Je n’entends pas minimiser les plus graves questions en effet vitales du moment, celles qui nous rappellent que nous sommes bien réellement des vivants. Tout au contraire, j’entends nettement par « vital » ce sans quoi nous ne pouvons continuer à vivre et donc aussi ce qui est « mortel », comme on dit parfois que des dangers vitaux sont mortels (et cela dans toutes les langues), ou comme on parle de question « de vie ou de mort », le « ou » désignant une proximité extrême sans cesser de désigner, évidemment, une opposition absolue ! Il y a aujourd’hui des questions vitales au sens le plus radical. Il n’est pas question de le nier, c’est au contraire ce dont je voudrais parler ! Mais justement parce qu’il faut parler de ces questions vitales, il ne faut pas, dès le départ, décider de ce qui en relève, ou pas ! Peut-être vont-elles bien plus loin que l’on ne croit ! C’est en tout cas ce que je voudrais examiner avec vous ici, non pas pour oublier les questions auxquelles nous pensons tout de suite mais parce que c’est le seul moyen d’y répondre, très concrètement, de comprendre les meilleurs moyens, pour nous, d’agir face à ces questions, sans rien sacrifier, sans rien perdre, sans renoncer à tout ce qui nous fait vivre.

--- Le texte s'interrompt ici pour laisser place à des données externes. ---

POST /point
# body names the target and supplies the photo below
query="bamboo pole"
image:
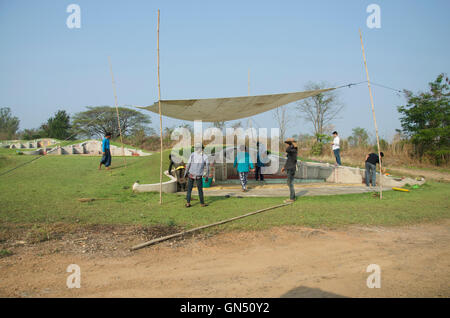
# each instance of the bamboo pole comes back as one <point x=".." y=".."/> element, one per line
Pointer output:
<point x="117" y="110"/>
<point x="168" y="237"/>
<point x="373" y="113"/>
<point x="160" y="119"/>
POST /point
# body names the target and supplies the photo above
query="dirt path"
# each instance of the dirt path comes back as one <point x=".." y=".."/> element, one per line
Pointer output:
<point x="427" y="174"/>
<point x="281" y="262"/>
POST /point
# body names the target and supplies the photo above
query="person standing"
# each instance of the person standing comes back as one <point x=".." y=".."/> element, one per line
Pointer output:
<point x="290" y="167"/>
<point x="243" y="163"/>
<point x="197" y="167"/>
<point x="371" y="168"/>
<point x="259" y="163"/>
<point x="106" y="158"/>
<point x="336" y="147"/>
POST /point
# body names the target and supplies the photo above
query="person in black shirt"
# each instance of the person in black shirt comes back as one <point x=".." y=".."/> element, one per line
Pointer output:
<point x="291" y="166"/>
<point x="371" y="167"/>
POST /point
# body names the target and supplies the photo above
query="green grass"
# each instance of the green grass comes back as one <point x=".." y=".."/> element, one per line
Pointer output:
<point x="46" y="191"/>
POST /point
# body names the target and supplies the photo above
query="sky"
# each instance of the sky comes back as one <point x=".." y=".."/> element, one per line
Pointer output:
<point x="207" y="49"/>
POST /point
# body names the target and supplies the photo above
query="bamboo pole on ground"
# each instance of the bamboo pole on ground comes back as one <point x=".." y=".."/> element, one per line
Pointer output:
<point x="160" y="119"/>
<point x="168" y="237"/>
<point x="373" y="113"/>
<point x="117" y="110"/>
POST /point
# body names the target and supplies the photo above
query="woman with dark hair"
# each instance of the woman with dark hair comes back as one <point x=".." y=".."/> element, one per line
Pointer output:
<point x="290" y="167"/>
<point x="106" y="158"/>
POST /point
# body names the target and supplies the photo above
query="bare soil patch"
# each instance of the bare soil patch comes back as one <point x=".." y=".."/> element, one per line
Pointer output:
<point x="280" y="262"/>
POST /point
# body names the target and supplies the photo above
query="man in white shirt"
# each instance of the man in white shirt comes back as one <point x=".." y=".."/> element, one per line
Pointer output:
<point x="336" y="148"/>
<point x="197" y="167"/>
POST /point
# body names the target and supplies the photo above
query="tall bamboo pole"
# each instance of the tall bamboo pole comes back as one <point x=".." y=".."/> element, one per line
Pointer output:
<point x="373" y="113"/>
<point x="117" y="110"/>
<point x="160" y="120"/>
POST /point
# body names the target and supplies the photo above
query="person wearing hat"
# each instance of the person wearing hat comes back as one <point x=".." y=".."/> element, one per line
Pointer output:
<point x="336" y="147"/>
<point x="197" y="167"/>
<point x="290" y="167"/>
<point x="371" y="167"/>
<point x="244" y="164"/>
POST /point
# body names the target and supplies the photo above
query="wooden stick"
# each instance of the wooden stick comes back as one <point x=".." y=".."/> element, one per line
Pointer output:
<point x="168" y="237"/>
<point x="117" y="110"/>
<point x="374" y="118"/>
<point x="160" y="120"/>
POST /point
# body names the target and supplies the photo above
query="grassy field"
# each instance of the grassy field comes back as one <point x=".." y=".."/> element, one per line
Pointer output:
<point x="47" y="191"/>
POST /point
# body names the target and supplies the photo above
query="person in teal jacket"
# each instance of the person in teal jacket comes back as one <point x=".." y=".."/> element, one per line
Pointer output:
<point x="244" y="165"/>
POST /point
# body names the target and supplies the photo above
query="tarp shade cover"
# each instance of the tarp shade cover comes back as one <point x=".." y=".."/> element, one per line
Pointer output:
<point x="225" y="109"/>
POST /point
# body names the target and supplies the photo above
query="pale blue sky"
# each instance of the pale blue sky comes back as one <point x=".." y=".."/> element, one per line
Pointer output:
<point x="207" y="48"/>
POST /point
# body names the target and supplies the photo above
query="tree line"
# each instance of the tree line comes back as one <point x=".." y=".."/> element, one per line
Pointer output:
<point x="94" y="122"/>
<point x="424" y="122"/>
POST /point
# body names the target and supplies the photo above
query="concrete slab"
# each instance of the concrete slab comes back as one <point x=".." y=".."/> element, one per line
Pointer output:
<point x="278" y="190"/>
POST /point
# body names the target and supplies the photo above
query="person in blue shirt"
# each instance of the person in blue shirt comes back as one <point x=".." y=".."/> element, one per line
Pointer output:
<point x="243" y="163"/>
<point x="259" y="163"/>
<point x="106" y="158"/>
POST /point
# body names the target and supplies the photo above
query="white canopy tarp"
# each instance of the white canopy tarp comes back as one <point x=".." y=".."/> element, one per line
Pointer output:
<point x="225" y="109"/>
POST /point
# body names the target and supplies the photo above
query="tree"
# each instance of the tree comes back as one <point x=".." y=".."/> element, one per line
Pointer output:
<point x="321" y="109"/>
<point x="283" y="117"/>
<point x="360" y="137"/>
<point x="8" y="124"/>
<point x="96" y="121"/>
<point x="425" y="119"/>
<point x="30" y="134"/>
<point x="58" y="126"/>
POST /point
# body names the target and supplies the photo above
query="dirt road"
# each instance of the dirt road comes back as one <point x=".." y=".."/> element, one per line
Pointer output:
<point x="281" y="262"/>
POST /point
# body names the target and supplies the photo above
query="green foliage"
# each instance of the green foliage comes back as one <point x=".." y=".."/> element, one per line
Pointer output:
<point x="425" y="119"/>
<point x="31" y="134"/>
<point x="58" y="126"/>
<point x="320" y="110"/>
<point x="51" y="186"/>
<point x="8" y="124"/>
<point x="96" y="121"/>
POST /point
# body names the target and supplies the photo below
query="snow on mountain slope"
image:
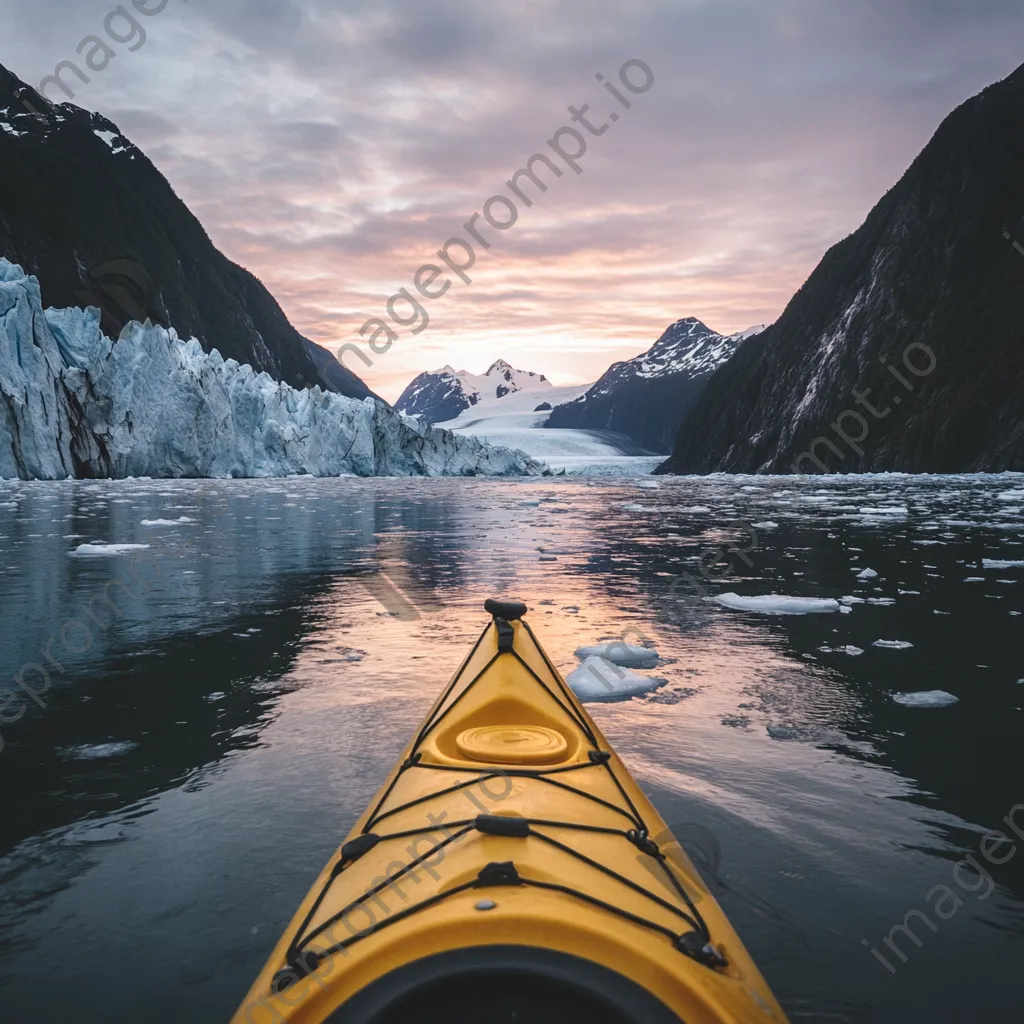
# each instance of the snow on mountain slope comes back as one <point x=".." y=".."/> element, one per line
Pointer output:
<point x="646" y="397"/>
<point x="73" y="402"/>
<point x="95" y="222"/>
<point x="438" y="395"/>
<point x="515" y="421"/>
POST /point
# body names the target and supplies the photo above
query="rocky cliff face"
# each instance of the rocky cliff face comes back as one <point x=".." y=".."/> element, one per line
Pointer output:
<point x="904" y="350"/>
<point x="646" y="397"/>
<point x="85" y="212"/>
<point x="75" y="402"/>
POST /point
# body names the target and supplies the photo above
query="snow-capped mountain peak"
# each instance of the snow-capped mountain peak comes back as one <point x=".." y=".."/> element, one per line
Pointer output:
<point x="646" y="396"/>
<point x="438" y="395"/>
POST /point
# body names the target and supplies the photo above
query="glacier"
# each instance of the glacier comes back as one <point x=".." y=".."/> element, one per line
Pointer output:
<point x="77" y="403"/>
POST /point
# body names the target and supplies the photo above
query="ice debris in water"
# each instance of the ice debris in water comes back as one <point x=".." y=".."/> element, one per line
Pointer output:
<point x="619" y="652"/>
<point x="926" y="698"/>
<point x="598" y="679"/>
<point x="776" y="604"/>
<point x="101" y="550"/>
<point x="94" y="752"/>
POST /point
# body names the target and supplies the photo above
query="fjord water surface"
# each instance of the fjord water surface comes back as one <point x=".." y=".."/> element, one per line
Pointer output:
<point x="207" y="742"/>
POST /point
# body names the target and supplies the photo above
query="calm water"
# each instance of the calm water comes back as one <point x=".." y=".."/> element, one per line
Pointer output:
<point x="214" y="737"/>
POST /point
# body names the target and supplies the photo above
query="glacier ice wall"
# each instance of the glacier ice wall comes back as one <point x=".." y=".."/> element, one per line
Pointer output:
<point x="73" y="402"/>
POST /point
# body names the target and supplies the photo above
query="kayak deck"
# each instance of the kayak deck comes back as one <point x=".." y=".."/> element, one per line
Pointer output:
<point x="510" y="842"/>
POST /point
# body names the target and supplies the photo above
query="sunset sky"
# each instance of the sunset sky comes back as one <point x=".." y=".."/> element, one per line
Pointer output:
<point x="331" y="147"/>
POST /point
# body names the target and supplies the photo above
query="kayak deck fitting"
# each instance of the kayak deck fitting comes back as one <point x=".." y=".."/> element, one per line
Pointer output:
<point x="507" y="871"/>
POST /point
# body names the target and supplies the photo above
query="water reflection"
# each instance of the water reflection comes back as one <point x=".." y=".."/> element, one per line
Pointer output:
<point x="193" y="769"/>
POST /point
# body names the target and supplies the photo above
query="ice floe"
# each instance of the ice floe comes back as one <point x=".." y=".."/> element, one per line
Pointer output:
<point x="101" y="550"/>
<point x="926" y="698"/>
<point x="619" y="652"/>
<point x="776" y="604"/>
<point x="598" y="679"/>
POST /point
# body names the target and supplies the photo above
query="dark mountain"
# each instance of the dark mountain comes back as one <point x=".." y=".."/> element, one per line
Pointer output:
<point x="647" y="397"/>
<point x="904" y="350"/>
<point x="439" y="395"/>
<point x="85" y="211"/>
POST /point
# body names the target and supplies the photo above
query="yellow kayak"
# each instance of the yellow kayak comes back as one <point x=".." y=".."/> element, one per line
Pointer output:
<point x="507" y="871"/>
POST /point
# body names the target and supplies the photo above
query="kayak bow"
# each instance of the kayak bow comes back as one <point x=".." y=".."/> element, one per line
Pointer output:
<point x="509" y="869"/>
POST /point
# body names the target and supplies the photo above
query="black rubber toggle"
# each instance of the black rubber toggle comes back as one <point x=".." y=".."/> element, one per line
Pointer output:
<point x="643" y="843"/>
<point x="499" y="872"/>
<point x="697" y="947"/>
<point x="298" y="967"/>
<point x="506" y="636"/>
<point x="505" y="609"/>
<point x="355" y="848"/>
<point x="501" y="824"/>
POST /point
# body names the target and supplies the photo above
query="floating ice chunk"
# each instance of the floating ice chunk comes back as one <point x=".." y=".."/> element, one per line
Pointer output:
<point x="93" y="752"/>
<point x="598" y="679"/>
<point x="100" y="550"/>
<point x="926" y="698"/>
<point x="777" y="604"/>
<point x="619" y="652"/>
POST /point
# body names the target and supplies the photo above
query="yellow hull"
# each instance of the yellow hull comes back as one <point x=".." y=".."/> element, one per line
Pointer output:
<point x="509" y="857"/>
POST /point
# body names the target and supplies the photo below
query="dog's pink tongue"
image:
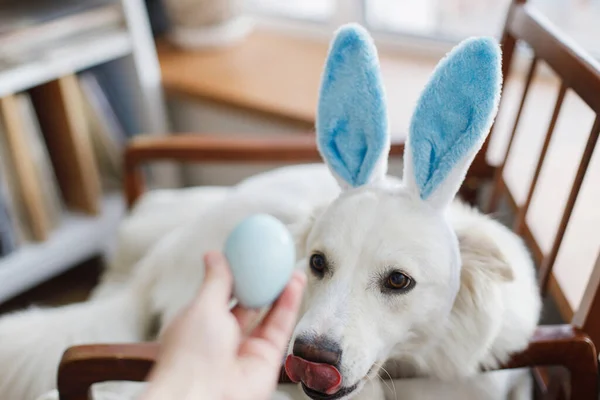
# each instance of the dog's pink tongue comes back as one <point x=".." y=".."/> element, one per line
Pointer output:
<point x="324" y="378"/>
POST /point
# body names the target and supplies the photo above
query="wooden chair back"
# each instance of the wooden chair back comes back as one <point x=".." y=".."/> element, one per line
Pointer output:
<point x="579" y="74"/>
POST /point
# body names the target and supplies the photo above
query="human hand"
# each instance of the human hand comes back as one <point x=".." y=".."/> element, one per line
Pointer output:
<point x="208" y="353"/>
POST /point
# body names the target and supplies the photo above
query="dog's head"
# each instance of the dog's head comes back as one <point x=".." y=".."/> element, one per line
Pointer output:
<point x="382" y="259"/>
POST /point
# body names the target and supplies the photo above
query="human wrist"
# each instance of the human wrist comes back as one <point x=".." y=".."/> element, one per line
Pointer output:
<point x="167" y="385"/>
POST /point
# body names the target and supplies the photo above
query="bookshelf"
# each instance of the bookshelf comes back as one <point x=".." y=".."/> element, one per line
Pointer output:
<point x="128" y="52"/>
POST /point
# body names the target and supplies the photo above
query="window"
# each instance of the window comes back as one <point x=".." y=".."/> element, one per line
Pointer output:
<point x="442" y="20"/>
<point x="299" y="9"/>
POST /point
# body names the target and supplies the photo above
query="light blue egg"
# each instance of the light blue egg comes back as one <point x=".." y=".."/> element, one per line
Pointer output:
<point x="261" y="254"/>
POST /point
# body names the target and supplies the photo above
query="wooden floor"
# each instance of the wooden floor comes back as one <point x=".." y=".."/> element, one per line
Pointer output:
<point x="72" y="286"/>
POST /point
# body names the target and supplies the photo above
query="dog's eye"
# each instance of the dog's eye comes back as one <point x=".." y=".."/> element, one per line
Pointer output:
<point x="318" y="264"/>
<point x="398" y="281"/>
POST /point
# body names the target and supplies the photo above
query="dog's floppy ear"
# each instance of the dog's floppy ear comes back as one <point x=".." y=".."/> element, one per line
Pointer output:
<point x="452" y="119"/>
<point x="352" y="126"/>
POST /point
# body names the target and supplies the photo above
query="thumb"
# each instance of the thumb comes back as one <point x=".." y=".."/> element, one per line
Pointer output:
<point x="218" y="281"/>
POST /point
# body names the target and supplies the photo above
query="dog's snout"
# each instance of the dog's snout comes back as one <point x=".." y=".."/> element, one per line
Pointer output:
<point x="319" y="349"/>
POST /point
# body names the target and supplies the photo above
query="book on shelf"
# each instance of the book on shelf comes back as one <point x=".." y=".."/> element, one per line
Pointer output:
<point x="45" y="175"/>
<point x="11" y="192"/>
<point x="28" y="28"/>
<point x="27" y="162"/>
<point x="107" y="134"/>
<point x="60" y="111"/>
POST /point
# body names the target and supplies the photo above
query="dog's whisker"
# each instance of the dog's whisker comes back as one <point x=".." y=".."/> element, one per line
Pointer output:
<point x="393" y="388"/>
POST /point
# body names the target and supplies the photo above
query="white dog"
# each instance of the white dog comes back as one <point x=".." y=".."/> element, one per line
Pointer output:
<point x="399" y="274"/>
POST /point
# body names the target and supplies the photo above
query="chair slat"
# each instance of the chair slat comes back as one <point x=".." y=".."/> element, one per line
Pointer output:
<point x="522" y="214"/>
<point x="549" y="260"/>
<point x="496" y="192"/>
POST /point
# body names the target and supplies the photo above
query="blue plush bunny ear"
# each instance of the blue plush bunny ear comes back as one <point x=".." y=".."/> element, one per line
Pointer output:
<point x="352" y="127"/>
<point x="452" y="119"/>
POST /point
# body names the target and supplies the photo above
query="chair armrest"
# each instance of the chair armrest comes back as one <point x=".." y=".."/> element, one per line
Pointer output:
<point x="217" y="148"/>
<point x="84" y="365"/>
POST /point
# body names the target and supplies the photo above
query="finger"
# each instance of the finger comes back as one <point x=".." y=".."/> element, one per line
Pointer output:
<point x="277" y="326"/>
<point x="245" y="317"/>
<point x="218" y="281"/>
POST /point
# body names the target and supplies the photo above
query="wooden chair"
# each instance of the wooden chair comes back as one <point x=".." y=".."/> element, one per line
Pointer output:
<point x="568" y="345"/>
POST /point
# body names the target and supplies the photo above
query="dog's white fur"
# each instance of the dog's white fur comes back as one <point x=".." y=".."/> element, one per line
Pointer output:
<point x="494" y="314"/>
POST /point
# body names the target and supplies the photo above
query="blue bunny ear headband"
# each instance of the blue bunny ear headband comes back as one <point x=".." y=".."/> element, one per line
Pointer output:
<point x="450" y="123"/>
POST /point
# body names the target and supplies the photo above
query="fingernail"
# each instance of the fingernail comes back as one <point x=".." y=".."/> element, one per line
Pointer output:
<point x="213" y="259"/>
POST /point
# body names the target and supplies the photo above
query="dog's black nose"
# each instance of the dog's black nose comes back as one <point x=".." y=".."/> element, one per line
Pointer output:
<point x="318" y="349"/>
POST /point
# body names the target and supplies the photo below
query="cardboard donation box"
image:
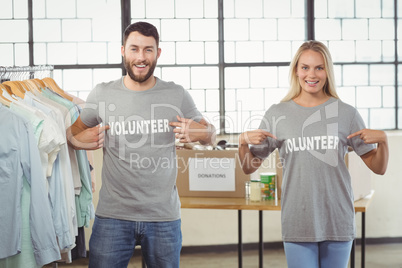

C’est ce signe que je vois ici. Le signe que nous ne pouvons pas renoncer, je ne dis pas seulement aux exigences de la pensée, mais tout simplement au plaisir de vivre.
Nous avons toujours su que nous étions des vivants, et donc aussi des mortels. Mais cela ne nous empêchait pas, j’allais dire, « de vivre » ! Était-ce une illusion, la vie humaine, avec ses découvertes et ses conquêtes, ses créations et ses joies ?
Certains, déjà, avant même le retour des dangers vitaux les plus immédiats et les plus extrêmes, à la pointe du progrès où ils se croyaient arrivés, ne le savaient plus bien. Perturbés par l’idée d’une vie « seulement » humaine, ils rêvaient d’immortalité, tandis que d’autres trouvaient que la vie n’avait plus de sens. Mais tout cela est déjà loin derrière nous, et nous avons même du mal à croire que certains en soient restés là. Car, si l’on peut dire, entre-temps, la vie s’est rappelée à nous.
C’est une chose pour l’« homme » dans son abstraction de se savoir « mortel », comme dans la scolastique antique (« Socrate est un homme, les hommes sont mortels, donc Socrate est mortel »). C’en est une autre, aujourd’hui, pour la première fois dans l’histoire des humains concrets, de sentir ce que cela veut dire d’être pris dans la transformation et pour ainsi dire l’histoire de la vie. D’assister à des perturbations cosmiques qui jettent des populations sur toutes les routes et à tous les vents. De le découvrir en temps réel à l’échelle de la Terre que nous n’avons pas quittée, même depuis nos satellites, et dont nous découvrons la beauté, presque irréelle (mais elle est réelle), ainsi que la fragilité, non moins réelle. Nous sommes comme ces habitants des villes qui ont oublié qu’il y avait des saisons et qui programment leurs activités de la même façon quels que soient la période de l’année ou le « temps » qu’il fait dehors, et qui, tout à coup, se retrouvent coincés, glissant sur les sols gelés, ou bien étouffant sous un soleil voilé. Même la technique humaine, ce prolongement de nos vies, de nos mains, de nos corps, et qui peut les alléger, devient non seulement cosmique, disproportionnée, mais peut-être mortelle. Comme si tout s’était retourné.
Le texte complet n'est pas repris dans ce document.